I try finding a way to parametrize in Complex Plane the path: $$ \left \{ z \in \mathbb{C} | \begin{cases} z = a+ib, (a,b) \in \mathbb{R}^2 , \\ |a| + |b| = 1 \end{cases} \right \} $$
Trivially, the result would be a piecewise defined path ie. a union of 4 lines.
While trying, I found that the parametrization in $ \mathbb{R} $ for the real valued function which would induce the same graph as this path doesn't hold in $ \mathbb{C} $.

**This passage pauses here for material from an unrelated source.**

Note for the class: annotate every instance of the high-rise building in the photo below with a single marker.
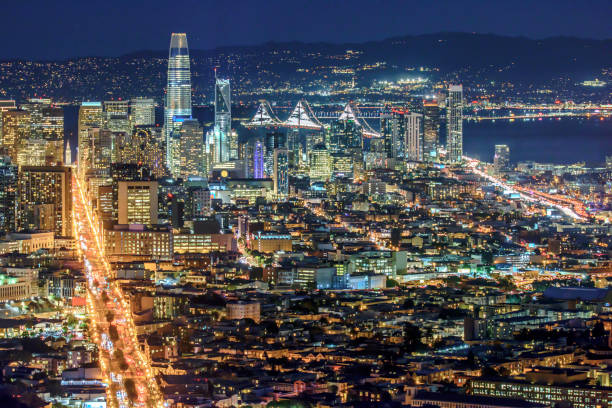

In fact, the values $ a,b $ tend to be non-constant functions of one of another. And this situation shows that we need to choose another parameter.
For the new parameter, I would suggest using $ |z| $, thus over the couple $ ( \rho, \theta ) $ where $ z = \rho {e}^{2 \theta \pi i} $ in polar form.
But my calculations haven't led to any solution.
Thanks for your help
There are many ways of parameterising this path, it really depends on what properties you want.
Let $x(t) = \max(1-x,x-3)$ for $x\in [0,4]$ and $4$-periodic otherwise. Let $y(t) = x(t-1)$. Then $\gamma(t) = x(t)+iy(t)$ for $t \in [0,4]$ will suffice.
You could also try $\gamma(t) = {1 \over \|e^{it}\|_1} e^{it}$ for $t \in [0,2 \pi]$.